Guardrails
Built-in safety controls that govern how CodeWall's AI agents operate.
CodeWall's guardrail system ensures that AI agents operate within safe boundaries during penetration testing.
Scope enforcement
The agent strictly respects the scope you define:
- Only interacts with in-scope hosts and paths
- Refuses to follow links or exploit chains that lead out of scope
- Validates every action against the scope before executing
Depth controls
Control how aggressively the agent tests:
- Standard — balanced approach, avoids actions that could disrupt service availability
- Thorough — deeper testing including more complex exploit chains, still with safety checks
- Light — quick surface-level assessment with minimal interaction
Action restrictions
Certain actions are restricted by default:
- No denial-of-service — the agent avoids actions that could cause outages
- No data destruction — write/delete operations are limited to proof-of-concept scope
- No lateral movement beyond scope — even if credentials are discovered, the agent stays within defined boundaries
- Rate limiting — requests are paced to avoid overwhelming target systems
Phase-level approval gates
When enabled, the run pauses before each configured phase and waits for manual approval before proceeding. This gives you full control over what the agent does and when.
Configuration
| Setting | Description | Default |
|---|---|---|
| Enabled | Whether approval gates are active | Off |
| Phases | Which phases require approval | All (recon, analysis, validate, exploit, report) |
| Timeout | Hours to wait before the gate expires | 24 hours |
You can require approval for all phases or only specific ones. For example, you might allow recon and analysis to run automatically but require approval before exploitation begins.

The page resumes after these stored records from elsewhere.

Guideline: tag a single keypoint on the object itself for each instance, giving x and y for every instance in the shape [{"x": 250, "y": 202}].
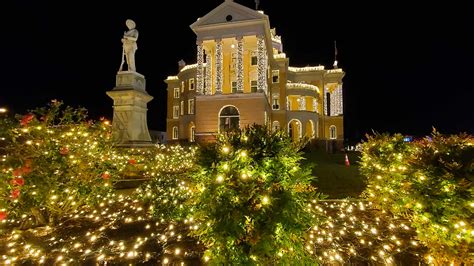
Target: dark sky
[{"x": 408, "y": 67}]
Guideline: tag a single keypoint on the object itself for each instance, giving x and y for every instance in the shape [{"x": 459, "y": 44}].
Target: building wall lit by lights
[{"x": 242, "y": 76}]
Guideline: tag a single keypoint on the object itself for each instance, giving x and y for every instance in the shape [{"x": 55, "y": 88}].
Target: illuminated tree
[
  {"x": 252, "y": 199},
  {"x": 55, "y": 162},
  {"x": 430, "y": 182}
]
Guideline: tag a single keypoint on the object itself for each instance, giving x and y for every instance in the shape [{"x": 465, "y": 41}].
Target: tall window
[
  {"x": 253, "y": 86},
  {"x": 332, "y": 132},
  {"x": 192, "y": 134},
  {"x": 276, "y": 102},
  {"x": 328, "y": 104},
  {"x": 275, "y": 126},
  {"x": 191, "y": 106},
  {"x": 254, "y": 59},
  {"x": 175, "y": 111},
  {"x": 175, "y": 133},
  {"x": 275, "y": 76},
  {"x": 229, "y": 118}
]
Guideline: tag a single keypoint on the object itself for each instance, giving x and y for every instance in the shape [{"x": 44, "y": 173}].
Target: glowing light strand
[
  {"x": 208, "y": 87},
  {"x": 200, "y": 68},
  {"x": 240, "y": 64},
  {"x": 261, "y": 64},
  {"x": 219, "y": 66}
]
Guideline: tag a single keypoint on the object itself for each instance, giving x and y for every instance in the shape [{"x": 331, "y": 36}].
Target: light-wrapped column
[
  {"x": 339, "y": 104},
  {"x": 315, "y": 105},
  {"x": 325, "y": 97},
  {"x": 219, "y": 65},
  {"x": 302, "y": 103},
  {"x": 261, "y": 64},
  {"x": 208, "y": 87},
  {"x": 333, "y": 103},
  {"x": 200, "y": 68},
  {"x": 240, "y": 64}
]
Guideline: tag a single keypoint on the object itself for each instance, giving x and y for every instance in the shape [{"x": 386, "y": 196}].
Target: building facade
[{"x": 242, "y": 77}]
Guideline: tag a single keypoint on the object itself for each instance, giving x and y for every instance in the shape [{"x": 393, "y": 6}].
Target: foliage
[
  {"x": 429, "y": 181},
  {"x": 55, "y": 162},
  {"x": 251, "y": 199}
]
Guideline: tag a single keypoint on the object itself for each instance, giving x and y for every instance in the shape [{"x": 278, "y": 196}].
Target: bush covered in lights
[
  {"x": 431, "y": 182},
  {"x": 252, "y": 200},
  {"x": 54, "y": 161}
]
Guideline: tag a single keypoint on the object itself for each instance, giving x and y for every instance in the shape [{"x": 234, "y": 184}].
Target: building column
[
  {"x": 240, "y": 64},
  {"x": 339, "y": 103},
  {"x": 325, "y": 97},
  {"x": 200, "y": 68},
  {"x": 302, "y": 103},
  {"x": 261, "y": 64},
  {"x": 219, "y": 58},
  {"x": 208, "y": 78}
]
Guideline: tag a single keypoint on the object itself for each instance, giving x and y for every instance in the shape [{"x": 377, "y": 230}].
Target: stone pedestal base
[{"x": 129, "y": 124}]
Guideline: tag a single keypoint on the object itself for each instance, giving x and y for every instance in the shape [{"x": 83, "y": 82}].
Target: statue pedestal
[{"x": 129, "y": 124}]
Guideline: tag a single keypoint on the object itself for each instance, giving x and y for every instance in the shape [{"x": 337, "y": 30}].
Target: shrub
[
  {"x": 251, "y": 199},
  {"x": 429, "y": 181},
  {"x": 55, "y": 162}
]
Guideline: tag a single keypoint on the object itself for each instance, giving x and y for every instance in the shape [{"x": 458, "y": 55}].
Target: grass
[{"x": 334, "y": 178}]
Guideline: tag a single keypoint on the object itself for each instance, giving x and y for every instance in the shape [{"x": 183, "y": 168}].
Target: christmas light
[
  {"x": 200, "y": 68},
  {"x": 219, "y": 66}
]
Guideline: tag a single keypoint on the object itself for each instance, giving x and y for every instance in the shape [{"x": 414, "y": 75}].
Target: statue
[{"x": 129, "y": 41}]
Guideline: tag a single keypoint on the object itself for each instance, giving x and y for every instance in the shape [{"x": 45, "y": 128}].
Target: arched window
[
  {"x": 309, "y": 129},
  {"x": 175, "y": 133},
  {"x": 275, "y": 126},
  {"x": 191, "y": 132},
  {"x": 332, "y": 132},
  {"x": 229, "y": 118}
]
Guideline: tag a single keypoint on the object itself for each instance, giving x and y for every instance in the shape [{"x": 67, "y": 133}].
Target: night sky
[{"x": 408, "y": 68}]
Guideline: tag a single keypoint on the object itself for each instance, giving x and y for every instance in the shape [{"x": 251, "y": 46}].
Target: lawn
[{"x": 335, "y": 179}]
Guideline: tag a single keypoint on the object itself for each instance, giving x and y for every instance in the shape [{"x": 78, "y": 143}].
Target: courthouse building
[{"x": 242, "y": 76}]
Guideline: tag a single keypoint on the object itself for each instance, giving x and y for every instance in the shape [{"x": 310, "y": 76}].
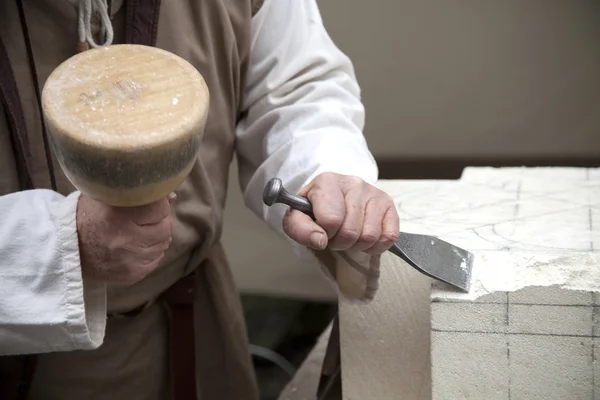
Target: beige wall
[{"x": 449, "y": 77}]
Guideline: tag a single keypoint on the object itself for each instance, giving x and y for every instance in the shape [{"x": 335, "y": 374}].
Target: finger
[
  {"x": 151, "y": 235},
  {"x": 140, "y": 269},
  {"x": 329, "y": 208},
  {"x": 372, "y": 224},
  {"x": 150, "y": 214},
  {"x": 301, "y": 228},
  {"x": 352, "y": 225},
  {"x": 390, "y": 231}
]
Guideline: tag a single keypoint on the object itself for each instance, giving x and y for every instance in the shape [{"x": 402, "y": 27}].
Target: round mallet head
[{"x": 126, "y": 122}]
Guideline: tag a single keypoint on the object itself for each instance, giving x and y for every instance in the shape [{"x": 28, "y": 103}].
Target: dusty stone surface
[{"x": 526, "y": 330}]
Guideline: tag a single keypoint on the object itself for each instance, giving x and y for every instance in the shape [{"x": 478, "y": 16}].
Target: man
[{"x": 81, "y": 289}]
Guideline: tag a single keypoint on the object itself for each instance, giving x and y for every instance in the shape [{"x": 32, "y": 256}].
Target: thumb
[{"x": 301, "y": 228}]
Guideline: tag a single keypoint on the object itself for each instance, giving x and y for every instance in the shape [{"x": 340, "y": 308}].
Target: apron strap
[{"x": 141, "y": 27}]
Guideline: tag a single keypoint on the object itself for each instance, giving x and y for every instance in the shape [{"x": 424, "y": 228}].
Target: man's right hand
[{"x": 122, "y": 244}]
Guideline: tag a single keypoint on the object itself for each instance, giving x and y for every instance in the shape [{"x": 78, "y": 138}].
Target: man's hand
[
  {"x": 122, "y": 244},
  {"x": 350, "y": 215}
]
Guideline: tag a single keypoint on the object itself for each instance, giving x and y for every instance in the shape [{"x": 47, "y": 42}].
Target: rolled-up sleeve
[
  {"x": 303, "y": 112},
  {"x": 45, "y": 304}
]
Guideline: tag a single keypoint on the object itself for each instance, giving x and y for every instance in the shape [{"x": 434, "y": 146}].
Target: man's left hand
[{"x": 350, "y": 214}]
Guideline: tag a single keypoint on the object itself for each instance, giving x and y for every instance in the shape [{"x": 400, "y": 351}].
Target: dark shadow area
[{"x": 282, "y": 332}]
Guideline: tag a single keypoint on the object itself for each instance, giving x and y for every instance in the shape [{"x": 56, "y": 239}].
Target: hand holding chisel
[{"x": 429, "y": 255}]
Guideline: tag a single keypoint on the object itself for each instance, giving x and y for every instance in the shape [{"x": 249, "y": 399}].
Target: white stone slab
[{"x": 526, "y": 331}]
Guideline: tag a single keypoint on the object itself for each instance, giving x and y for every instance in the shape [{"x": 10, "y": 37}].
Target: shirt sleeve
[
  {"x": 303, "y": 112},
  {"x": 45, "y": 305}
]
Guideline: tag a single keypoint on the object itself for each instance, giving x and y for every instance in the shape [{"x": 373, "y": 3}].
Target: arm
[
  {"x": 45, "y": 305},
  {"x": 304, "y": 113},
  {"x": 303, "y": 117}
]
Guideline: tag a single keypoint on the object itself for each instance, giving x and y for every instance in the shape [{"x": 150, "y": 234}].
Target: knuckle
[
  {"x": 348, "y": 234},
  {"x": 388, "y": 238},
  {"x": 330, "y": 221},
  {"x": 369, "y": 236}
]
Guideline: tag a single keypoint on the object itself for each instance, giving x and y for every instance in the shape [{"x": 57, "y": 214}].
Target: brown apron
[{"x": 16, "y": 372}]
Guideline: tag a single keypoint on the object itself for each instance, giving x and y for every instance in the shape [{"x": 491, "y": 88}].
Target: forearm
[{"x": 45, "y": 304}]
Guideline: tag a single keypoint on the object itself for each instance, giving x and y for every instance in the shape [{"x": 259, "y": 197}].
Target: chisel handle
[{"x": 274, "y": 192}]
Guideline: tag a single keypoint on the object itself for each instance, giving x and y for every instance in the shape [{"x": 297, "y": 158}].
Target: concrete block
[{"x": 530, "y": 327}]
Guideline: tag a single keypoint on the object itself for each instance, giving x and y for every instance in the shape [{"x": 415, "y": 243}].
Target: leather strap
[{"x": 141, "y": 27}]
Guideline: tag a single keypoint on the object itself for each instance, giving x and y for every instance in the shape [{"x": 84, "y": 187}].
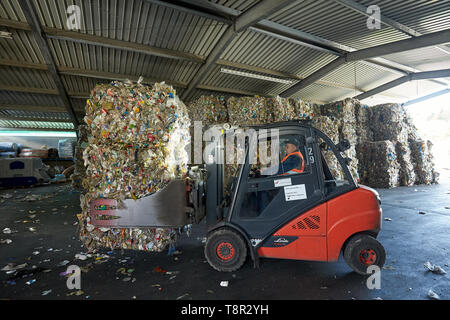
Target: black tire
[
  {"x": 225, "y": 250},
  {"x": 363, "y": 251}
]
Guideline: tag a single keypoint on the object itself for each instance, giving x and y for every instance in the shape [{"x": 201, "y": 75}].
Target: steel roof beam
[
  {"x": 30, "y": 14},
  {"x": 258, "y": 12},
  {"x": 6, "y": 106},
  {"x": 196, "y": 10},
  {"x": 413, "y": 76},
  {"x": 427, "y": 97},
  {"x": 373, "y": 52}
]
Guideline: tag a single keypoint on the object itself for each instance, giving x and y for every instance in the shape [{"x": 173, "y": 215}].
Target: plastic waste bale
[
  {"x": 208, "y": 109},
  {"x": 137, "y": 145},
  {"x": 362, "y": 128},
  {"x": 304, "y": 110},
  {"x": 383, "y": 168},
  {"x": 281, "y": 109},
  {"x": 388, "y": 122},
  {"x": 407, "y": 176},
  {"x": 248, "y": 111},
  {"x": 330, "y": 126}
]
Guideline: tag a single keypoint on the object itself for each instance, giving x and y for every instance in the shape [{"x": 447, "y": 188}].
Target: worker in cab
[{"x": 293, "y": 162}]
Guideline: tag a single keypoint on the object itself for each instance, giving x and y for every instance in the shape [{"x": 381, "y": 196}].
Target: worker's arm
[{"x": 292, "y": 162}]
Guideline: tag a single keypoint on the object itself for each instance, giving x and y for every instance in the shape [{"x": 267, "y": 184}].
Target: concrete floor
[{"x": 410, "y": 240}]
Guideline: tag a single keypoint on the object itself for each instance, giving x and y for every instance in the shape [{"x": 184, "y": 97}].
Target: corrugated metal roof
[
  {"x": 50, "y": 116},
  {"x": 241, "y": 5},
  {"x": 332, "y": 21},
  {"x": 21, "y": 77},
  {"x": 83, "y": 65},
  {"x": 138, "y": 21},
  {"x": 261, "y": 50},
  {"x": 424, "y": 16}
]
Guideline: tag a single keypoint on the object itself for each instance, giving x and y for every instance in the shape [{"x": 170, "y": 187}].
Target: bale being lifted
[{"x": 137, "y": 145}]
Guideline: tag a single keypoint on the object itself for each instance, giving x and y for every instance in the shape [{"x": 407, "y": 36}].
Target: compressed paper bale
[
  {"x": 148, "y": 239},
  {"x": 383, "y": 167},
  {"x": 132, "y": 113},
  {"x": 208, "y": 109},
  {"x": 248, "y": 111},
  {"x": 137, "y": 144}
]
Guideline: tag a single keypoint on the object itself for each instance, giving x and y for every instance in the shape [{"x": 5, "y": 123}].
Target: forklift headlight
[{"x": 378, "y": 199}]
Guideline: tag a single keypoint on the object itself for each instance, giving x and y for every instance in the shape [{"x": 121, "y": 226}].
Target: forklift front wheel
[
  {"x": 363, "y": 251},
  {"x": 225, "y": 250}
]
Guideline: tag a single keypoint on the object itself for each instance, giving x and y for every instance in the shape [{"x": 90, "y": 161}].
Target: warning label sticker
[
  {"x": 282, "y": 182},
  {"x": 297, "y": 192}
]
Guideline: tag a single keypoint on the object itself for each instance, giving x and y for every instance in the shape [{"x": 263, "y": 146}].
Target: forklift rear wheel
[
  {"x": 225, "y": 250},
  {"x": 363, "y": 251}
]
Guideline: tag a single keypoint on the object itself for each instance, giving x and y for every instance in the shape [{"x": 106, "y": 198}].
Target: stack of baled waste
[
  {"x": 137, "y": 144},
  {"x": 368, "y": 129},
  {"x": 380, "y": 163},
  {"x": 389, "y": 122},
  {"x": 343, "y": 114},
  {"x": 210, "y": 110},
  {"x": 247, "y": 111},
  {"x": 330, "y": 126},
  {"x": 304, "y": 110}
]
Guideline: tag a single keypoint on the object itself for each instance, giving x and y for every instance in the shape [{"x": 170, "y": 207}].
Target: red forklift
[{"x": 310, "y": 214}]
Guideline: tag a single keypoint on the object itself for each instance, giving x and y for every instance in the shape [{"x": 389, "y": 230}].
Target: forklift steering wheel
[{"x": 255, "y": 173}]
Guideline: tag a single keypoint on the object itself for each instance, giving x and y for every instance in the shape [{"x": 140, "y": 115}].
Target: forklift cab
[{"x": 307, "y": 214}]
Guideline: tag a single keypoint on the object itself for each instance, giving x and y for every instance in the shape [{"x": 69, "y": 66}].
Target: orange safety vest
[{"x": 298, "y": 153}]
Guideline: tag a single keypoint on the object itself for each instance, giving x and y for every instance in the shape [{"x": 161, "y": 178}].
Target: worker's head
[{"x": 291, "y": 146}]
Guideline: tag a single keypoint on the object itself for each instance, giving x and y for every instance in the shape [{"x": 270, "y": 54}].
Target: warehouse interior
[{"x": 376, "y": 73}]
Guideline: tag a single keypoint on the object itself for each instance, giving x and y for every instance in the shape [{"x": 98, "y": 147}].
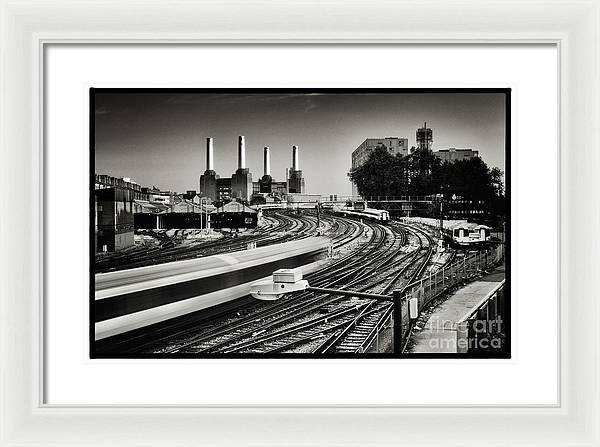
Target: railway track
[
  {"x": 313, "y": 323},
  {"x": 280, "y": 227}
]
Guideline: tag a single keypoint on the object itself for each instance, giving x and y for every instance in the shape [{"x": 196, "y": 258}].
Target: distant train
[
  {"x": 367, "y": 213},
  {"x": 463, "y": 234}
]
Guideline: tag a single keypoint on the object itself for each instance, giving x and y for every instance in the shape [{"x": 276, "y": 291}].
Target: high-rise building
[
  {"x": 425, "y": 138},
  {"x": 360, "y": 155},
  {"x": 453, "y": 154}
]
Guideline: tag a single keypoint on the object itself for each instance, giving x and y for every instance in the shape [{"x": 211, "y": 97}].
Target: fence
[{"x": 483, "y": 329}]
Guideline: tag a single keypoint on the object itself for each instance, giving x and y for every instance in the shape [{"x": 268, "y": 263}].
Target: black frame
[{"x": 507, "y": 156}]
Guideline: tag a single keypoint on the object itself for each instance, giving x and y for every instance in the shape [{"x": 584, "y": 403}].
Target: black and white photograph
[{"x": 300, "y": 223}]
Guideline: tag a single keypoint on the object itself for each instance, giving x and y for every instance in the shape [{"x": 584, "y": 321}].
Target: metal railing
[{"x": 483, "y": 327}]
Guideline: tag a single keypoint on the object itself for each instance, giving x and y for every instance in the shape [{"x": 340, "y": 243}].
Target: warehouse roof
[{"x": 235, "y": 207}]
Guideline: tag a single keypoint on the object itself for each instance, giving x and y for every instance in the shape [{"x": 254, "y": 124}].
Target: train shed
[{"x": 234, "y": 215}]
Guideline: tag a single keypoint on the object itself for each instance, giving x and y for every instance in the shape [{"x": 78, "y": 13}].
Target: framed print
[
  {"x": 298, "y": 221},
  {"x": 188, "y": 275}
]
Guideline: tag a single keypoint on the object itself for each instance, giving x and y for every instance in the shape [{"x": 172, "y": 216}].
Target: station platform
[{"x": 438, "y": 334}]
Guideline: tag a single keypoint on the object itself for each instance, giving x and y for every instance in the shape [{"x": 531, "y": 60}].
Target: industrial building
[
  {"x": 240, "y": 185},
  {"x": 114, "y": 207},
  {"x": 453, "y": 154},
  {"x": 234, "y": 215},
  {"x": 295, "y": 181},
  {"x": 361, "y": 154}
]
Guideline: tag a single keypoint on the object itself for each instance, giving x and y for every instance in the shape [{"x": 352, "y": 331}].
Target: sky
[{"x": 159, "y": 139}]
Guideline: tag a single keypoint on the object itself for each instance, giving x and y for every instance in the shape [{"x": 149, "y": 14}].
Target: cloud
[{"x": 233, "y": 99}]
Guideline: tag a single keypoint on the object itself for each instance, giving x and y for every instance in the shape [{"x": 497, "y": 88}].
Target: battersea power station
[{"x": 240, "y": 185}]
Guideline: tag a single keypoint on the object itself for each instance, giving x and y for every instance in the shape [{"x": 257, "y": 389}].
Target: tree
[
  {"x": 383, "y": 174},
  {"x": 422, "y": 173}
]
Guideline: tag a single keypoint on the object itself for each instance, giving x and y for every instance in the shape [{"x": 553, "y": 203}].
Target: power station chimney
[
  {"x": 295, "y": 163},
  {"x": 267, "y": 161},
  {"x": 241, "y": 152},
  {"x": 209, "y": 154}
]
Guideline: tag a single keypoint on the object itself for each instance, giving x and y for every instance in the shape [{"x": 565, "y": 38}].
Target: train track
[
  {"x": 279, "y": 227},
  {"x": 316, "y": 323}
]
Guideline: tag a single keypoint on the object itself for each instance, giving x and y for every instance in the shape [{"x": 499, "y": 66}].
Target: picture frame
[{"x": 29, "y": 26}]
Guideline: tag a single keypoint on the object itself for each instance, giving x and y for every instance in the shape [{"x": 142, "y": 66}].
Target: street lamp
[{"x": 290, "y": 280}]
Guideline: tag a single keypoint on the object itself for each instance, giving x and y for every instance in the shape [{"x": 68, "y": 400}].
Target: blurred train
[
  {"x": 126, "y": 300},
  {"x": 380, "y": 216},
  {"x": 463, "y": 234}
]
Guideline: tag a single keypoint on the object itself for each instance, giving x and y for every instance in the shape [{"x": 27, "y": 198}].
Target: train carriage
[
  {"x": 381, "y": 216},
  {"x": 465, "y": 234}
]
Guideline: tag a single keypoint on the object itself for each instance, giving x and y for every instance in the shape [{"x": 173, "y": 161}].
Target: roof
[
  {"x": 180, "y": 207},
  {"x": 235, "y": 207}
]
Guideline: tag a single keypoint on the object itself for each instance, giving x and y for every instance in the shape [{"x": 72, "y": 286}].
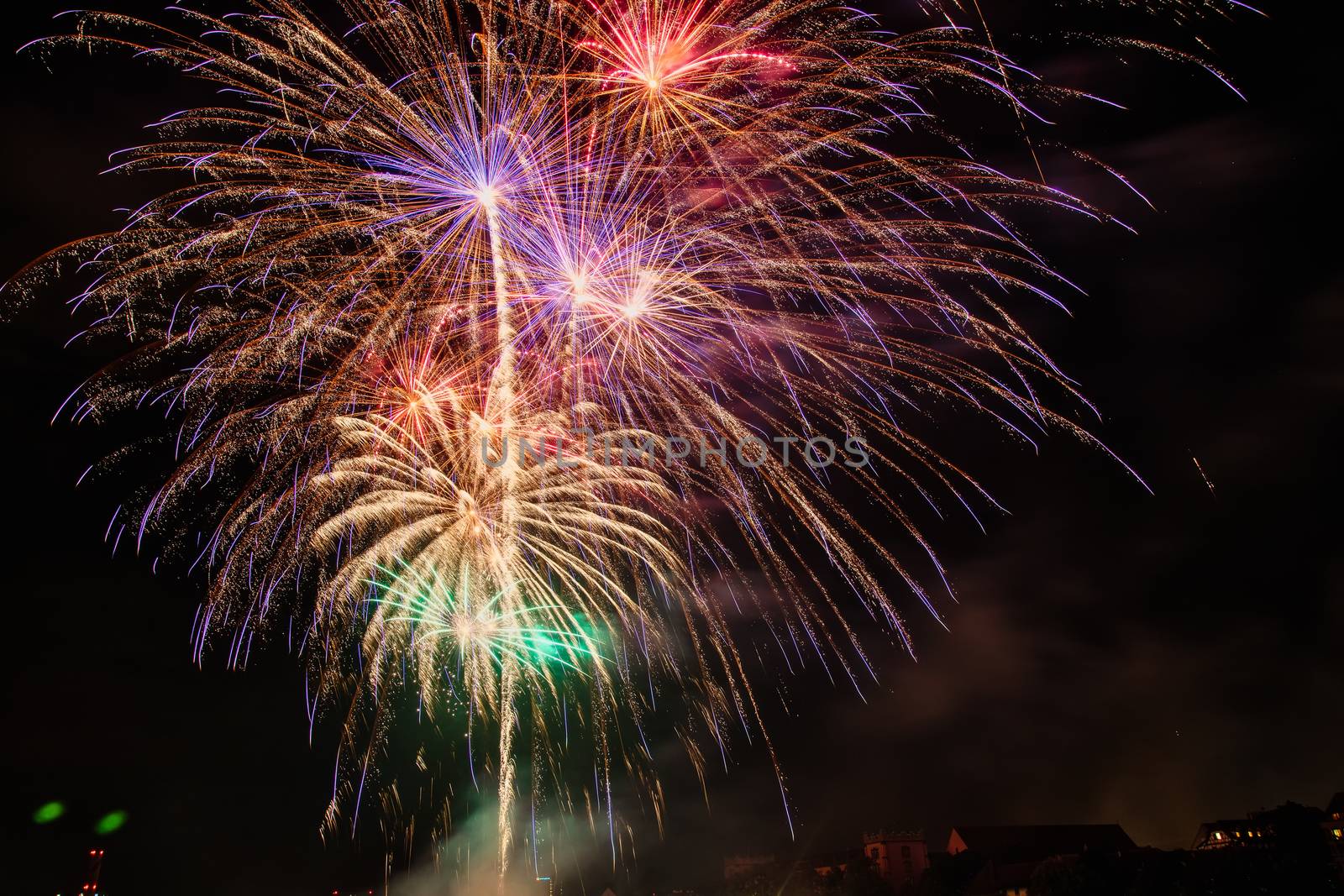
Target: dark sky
[{"x": 1116, "y": 656}]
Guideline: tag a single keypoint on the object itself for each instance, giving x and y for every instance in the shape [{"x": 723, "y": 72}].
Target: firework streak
[{"x": 447, "y": 226}]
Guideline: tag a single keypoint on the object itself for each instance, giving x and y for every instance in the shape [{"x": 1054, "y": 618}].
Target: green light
[
  {"x": 47, "y": 813},
  {"x": 111, "y": 822}
]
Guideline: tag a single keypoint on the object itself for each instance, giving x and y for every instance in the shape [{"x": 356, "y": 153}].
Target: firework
[{"x": 409, "y": 255}]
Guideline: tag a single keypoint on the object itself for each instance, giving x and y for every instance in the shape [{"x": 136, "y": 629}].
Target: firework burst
[{"x": 418, "y": 271}]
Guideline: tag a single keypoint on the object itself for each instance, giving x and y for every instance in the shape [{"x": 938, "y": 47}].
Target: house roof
[{"x": 1034, "y": 842}]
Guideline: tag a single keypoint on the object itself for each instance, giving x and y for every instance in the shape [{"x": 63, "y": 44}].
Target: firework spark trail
[{"x": 407, "y": 251}]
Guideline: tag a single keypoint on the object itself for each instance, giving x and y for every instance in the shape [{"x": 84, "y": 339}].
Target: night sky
[{"x": 1152, "y": 660}]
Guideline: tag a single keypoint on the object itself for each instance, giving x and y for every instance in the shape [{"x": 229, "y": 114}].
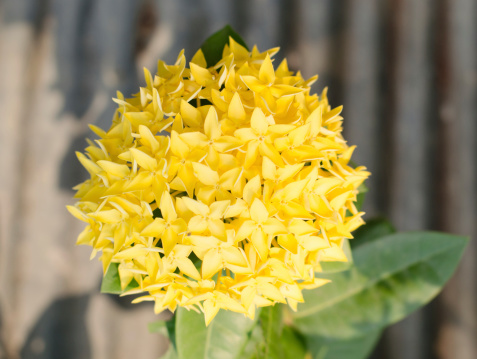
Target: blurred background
[{"x": 405, "y": 71}]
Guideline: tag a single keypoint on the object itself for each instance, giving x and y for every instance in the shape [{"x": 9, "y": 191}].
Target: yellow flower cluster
[{"x": 220, "y": 187}]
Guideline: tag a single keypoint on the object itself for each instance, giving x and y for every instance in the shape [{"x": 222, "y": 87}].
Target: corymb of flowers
[{"x": 221, "y": 187}]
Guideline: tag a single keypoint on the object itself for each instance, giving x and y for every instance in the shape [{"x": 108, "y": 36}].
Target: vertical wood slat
[
  {"x": 458, "y": 330},
  {"x": 318, "y": 50},
  {"x": 362, "y": 125},
  {"x": 410, "y": 176}
]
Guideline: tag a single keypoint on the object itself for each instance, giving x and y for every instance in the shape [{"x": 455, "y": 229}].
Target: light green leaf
[
  {"x": 371, "y": 231},
  {"x": 391, "y": 278},
  {"x": 158, "y": 327},
  {"x": 254, "y": 344},
  {"x": 170, "y": 354},
  {"x": 336, "y": 266},
  {"x": 214, "y": 45},
  {"x": 354, "y": 348},
  {"x": 361, "y": 196},
  {"x": 224, "y": 338},
  {"x": 271, "y": 322},
  {"x": 294, "y": 346},
  {"x": 112, "y": 284}
]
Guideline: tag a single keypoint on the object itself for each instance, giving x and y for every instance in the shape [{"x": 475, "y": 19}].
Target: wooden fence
[{"x": 405, "y": 70}]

Approving or rejecting a phase
When a gate is reached, the run pauses and you are notified (via email and any configured webhooks with the approval.required event). You can then:
- Approve — the run continues into the next phase
- Reject — the run either cancels entirely or skips ahead to generate a report with findings discovered so far
Rejection actions:
| Action | Behaviour |
|---|---|
| Cancel | Stops the run immediately |
| Skip to report | Generates a report from findings discovered in earlier phases |
If no decision is made within the timeout window, the gate expires and the run is cancelled.
API
Approve or reject a pending phase gate via the API:
curl -X POST https://api.codewall.ai/v1/runs/:run_id/approve \
-H "Authorization: Bearer YOUR_API_KEY" \
-H "Content-Type: application/json" \
-d '{
"decision": "approve"
}'To reject and skip to the report:
curl -X POST https://api.codewall.ai/v1/runs/:run_id/approve \
-H "Authorization: Bearer YOUR_API_KEY" \
-H "Content-Type: application/json" \
-d '{
"decision": "reject",
"rejection_action": "skip_to_report"
}'Command-level approval
For even more granular control, enable command-level approval. When active, the agent pauses before executing potentially risky commands during the validate and exploit phases and asks for your approval.
How it works
Commands are classified into two tiers:
| Tier | Behaviour | Example |
|---|---|---|
| Always blocked | Blocked automatically, no approval possible | Fork bombs, disk wiping, destructive operations |
| Approval required | Pauses the run and waits for approval | sqlmap exploitation flags, brute-force tools, aggressive nmap scripts |
When command approval is off (the default), only the always-blocked tier applies. Turning command approval on activates the approval-required tier as well.
Custom patterns
You can extend either tier with custom patterns:
- Extra blocked patterns — additional command patterns that should always be blocked
- Extra approval patterns — additional command patterns that require approval before execution
API
Approve or reject a pending command:
curl -X POST https://api.codewall.ai/v1/runs/:run_id/approve-command \
-H "Authorization: Bearer YOUR_API_KEY" \
-H "Content-Type: application/json" \
-d '{
"decision": "approve"
}'Command review
For all operations — whether approval gates are enabled or not — the agent logs its reasoning and the exact commands it intends to execute. You can review the full activity log in real time during any test.
ACAP certification
CodeWall's safety controls are independently validated through the Adversarial Cyber Agent Proof (ACAP) certification. ACAP is a standardised evaluation framework for offensive AI agents that tests both capability and safety. To achieve certification, an agent must pass five mandatory safety gates — scope adherence, prompt injection resistance, destructive action prevention, operational transparency, and resource discipline. Failing any single gate results in automatic disqualification, regardless of how many vulnerabilities the agent finds.
This ensures that the guardrails described on this page aren't just documented — they're independently verified against a standardised benchmark.